Data Mining Techniques in Analyzing Process
Methods
Data Mining Techniques
This study demonstrates how to utilize
data mining techniques to map the selected features (both action and
time) to students' item performance on this problem-solving item in 2012
PISA. Given students' item scores are available in the data file,
supervised learning algorithms can be trained to help classify students
based on their known item performance (i.e., score category) in the
training dataset while unsupervised learning algorithms categorize
students into groups based on input variables without knowing their item
performance. No assumptions about the data distribution are made on
these data mining techniques.
Four supervised learning methods:
Classification and Regression Tree (CART), gradient boosting, random
forest, and SVM are explored to develop classifiers while, two
unsupervised learning methods, Self-organizing Map (SOM) and k-means,
are utilized to further examine different strategies used by students in
both the same and different score categories. CART was chosen because
it worked effectively in a previous study and
is known for its quick computation and simple interpretation. However,
it might not have the optimal performance compared with other methods.

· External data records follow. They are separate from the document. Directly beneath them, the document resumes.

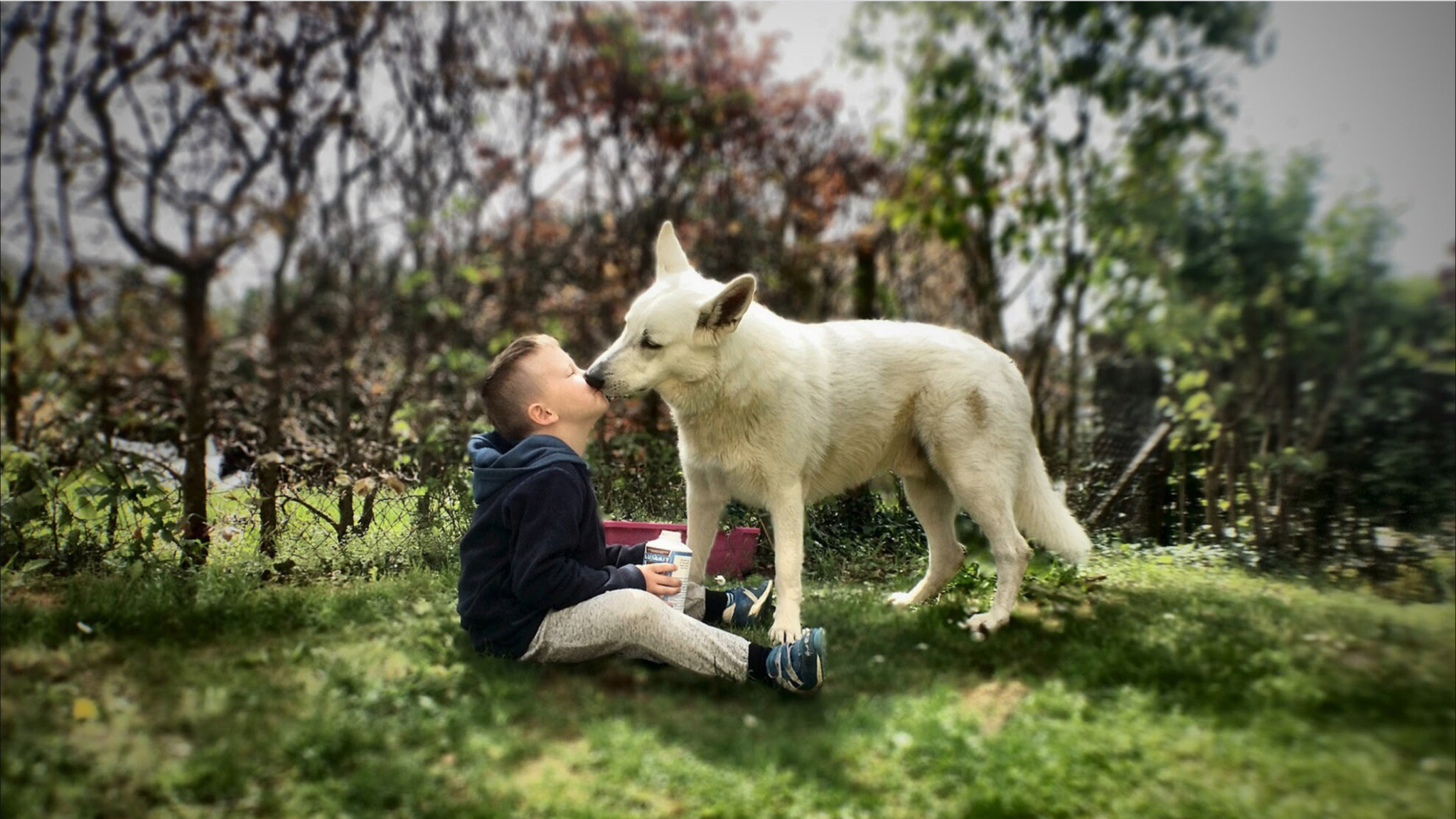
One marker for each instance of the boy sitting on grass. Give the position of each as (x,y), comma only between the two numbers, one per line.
(537,580)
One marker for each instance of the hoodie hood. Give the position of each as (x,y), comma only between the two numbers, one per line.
(497,462)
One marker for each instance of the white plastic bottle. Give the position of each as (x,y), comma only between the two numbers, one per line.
(669,548)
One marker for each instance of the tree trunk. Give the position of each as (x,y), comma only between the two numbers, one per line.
(1075,379)
(865,274)
(12,378)
(197,416)
(985,284)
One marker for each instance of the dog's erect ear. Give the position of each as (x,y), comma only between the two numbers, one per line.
(724,311)
(670,257)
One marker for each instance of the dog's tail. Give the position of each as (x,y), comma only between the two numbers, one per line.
(1043,515)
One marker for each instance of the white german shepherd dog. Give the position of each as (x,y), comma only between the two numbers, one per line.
(779,414)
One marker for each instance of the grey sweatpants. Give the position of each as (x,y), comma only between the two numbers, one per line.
(640,626)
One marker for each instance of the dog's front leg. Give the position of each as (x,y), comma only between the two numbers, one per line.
(786,510)
(705,508)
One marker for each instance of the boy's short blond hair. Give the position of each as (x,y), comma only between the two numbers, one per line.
(507,391)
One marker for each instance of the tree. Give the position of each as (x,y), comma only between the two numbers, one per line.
(1019,109)
(186,115)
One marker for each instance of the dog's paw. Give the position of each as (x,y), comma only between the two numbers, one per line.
(983,624)
(785,631)
(901,599)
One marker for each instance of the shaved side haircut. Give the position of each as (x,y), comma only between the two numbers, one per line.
(508,391)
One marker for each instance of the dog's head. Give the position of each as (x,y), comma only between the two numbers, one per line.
(675,328)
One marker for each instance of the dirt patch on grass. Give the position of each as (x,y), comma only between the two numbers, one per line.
(992,703)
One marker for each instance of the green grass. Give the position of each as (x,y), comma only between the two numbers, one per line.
(1161,690)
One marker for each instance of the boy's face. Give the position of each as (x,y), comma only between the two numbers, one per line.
(561,390)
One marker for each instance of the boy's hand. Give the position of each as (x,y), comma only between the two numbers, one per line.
(658,577)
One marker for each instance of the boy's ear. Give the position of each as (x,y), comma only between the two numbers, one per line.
(540,416)
(721,314)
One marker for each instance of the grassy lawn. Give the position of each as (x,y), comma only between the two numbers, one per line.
(1160,690)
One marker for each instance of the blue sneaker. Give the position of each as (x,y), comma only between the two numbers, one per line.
(744,605)
(798,666)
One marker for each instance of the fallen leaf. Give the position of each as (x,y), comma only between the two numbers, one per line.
(85,709)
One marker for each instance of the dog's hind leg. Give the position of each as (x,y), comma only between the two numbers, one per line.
(983,484)
(786,510)
(935,506)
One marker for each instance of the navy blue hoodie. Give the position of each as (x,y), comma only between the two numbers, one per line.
(536,542)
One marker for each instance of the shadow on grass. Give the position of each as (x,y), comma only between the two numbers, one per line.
(1238,659)
(210,606)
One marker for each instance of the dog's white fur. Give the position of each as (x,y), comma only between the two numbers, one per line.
(781,414)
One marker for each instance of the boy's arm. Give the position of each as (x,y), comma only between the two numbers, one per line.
(545,516)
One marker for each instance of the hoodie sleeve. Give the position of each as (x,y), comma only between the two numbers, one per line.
(626,556)
(545,513)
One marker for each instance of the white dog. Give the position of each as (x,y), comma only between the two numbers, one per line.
(781,414)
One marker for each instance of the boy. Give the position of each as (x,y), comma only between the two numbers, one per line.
(537,580)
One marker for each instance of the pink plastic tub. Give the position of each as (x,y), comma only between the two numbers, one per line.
(733,551)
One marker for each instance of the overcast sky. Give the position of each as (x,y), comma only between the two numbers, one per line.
(1372,86)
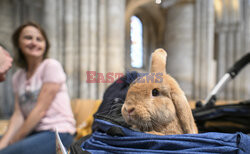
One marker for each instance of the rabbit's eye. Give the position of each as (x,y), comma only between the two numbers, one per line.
(155,92)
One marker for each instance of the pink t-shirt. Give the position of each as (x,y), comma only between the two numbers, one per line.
(59,115)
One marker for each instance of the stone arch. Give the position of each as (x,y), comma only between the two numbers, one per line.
(153,19)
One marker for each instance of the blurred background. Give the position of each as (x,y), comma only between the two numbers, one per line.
(203,39)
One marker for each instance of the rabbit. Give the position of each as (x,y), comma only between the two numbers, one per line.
(158,106)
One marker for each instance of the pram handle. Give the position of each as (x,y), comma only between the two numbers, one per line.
(231,73)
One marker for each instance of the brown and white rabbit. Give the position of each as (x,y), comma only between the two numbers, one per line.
(156,104)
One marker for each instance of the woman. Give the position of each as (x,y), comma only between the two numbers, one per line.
(42,103)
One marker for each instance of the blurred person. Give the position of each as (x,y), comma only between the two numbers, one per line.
(5,62)
(42,103)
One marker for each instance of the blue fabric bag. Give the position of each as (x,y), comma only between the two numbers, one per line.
(137,142)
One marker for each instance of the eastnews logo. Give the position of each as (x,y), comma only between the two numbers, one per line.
(110,77)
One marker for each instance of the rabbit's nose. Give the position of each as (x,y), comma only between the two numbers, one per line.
(130,110)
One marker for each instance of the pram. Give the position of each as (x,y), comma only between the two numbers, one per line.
(229,118)
(111,133)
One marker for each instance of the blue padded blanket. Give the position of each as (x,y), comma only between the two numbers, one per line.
(137,142)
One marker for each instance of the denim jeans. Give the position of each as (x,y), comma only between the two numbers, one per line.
(38,143)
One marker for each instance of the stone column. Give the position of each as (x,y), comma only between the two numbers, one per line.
(179,44)
(203,66)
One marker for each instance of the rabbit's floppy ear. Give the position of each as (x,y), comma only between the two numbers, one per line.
(159,59)
(183,109)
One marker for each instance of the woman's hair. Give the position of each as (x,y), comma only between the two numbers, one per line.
(18,55)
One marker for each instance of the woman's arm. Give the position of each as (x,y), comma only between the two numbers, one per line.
(5,63)
(15,123)
(45,98)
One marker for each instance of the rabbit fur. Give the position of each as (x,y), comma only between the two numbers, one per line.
(158,106)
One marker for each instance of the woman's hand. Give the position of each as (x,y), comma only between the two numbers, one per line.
(45,98)
(5,63)
(3,144)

Furthermore, small changes in the data can change the tree structure
dramatically. Thus, gradient boosting and random forest,
which can improve the performance of trees via ensemble methods, were
also used for comparison. Though SVM has not been used much in the
analysis of process data yet, it has been applied as one of the most
popular and flexible supervised learning techniques for other
psychometric analysis such as automatic scoring. The two
clustering algorithms, SOM and k-means, have been applied in the
analysis of process data in log files. Researchers have suggested to use more than one
clustering methods to validate the clustering solutions. All the analyses were conducted in the software program Rstudio.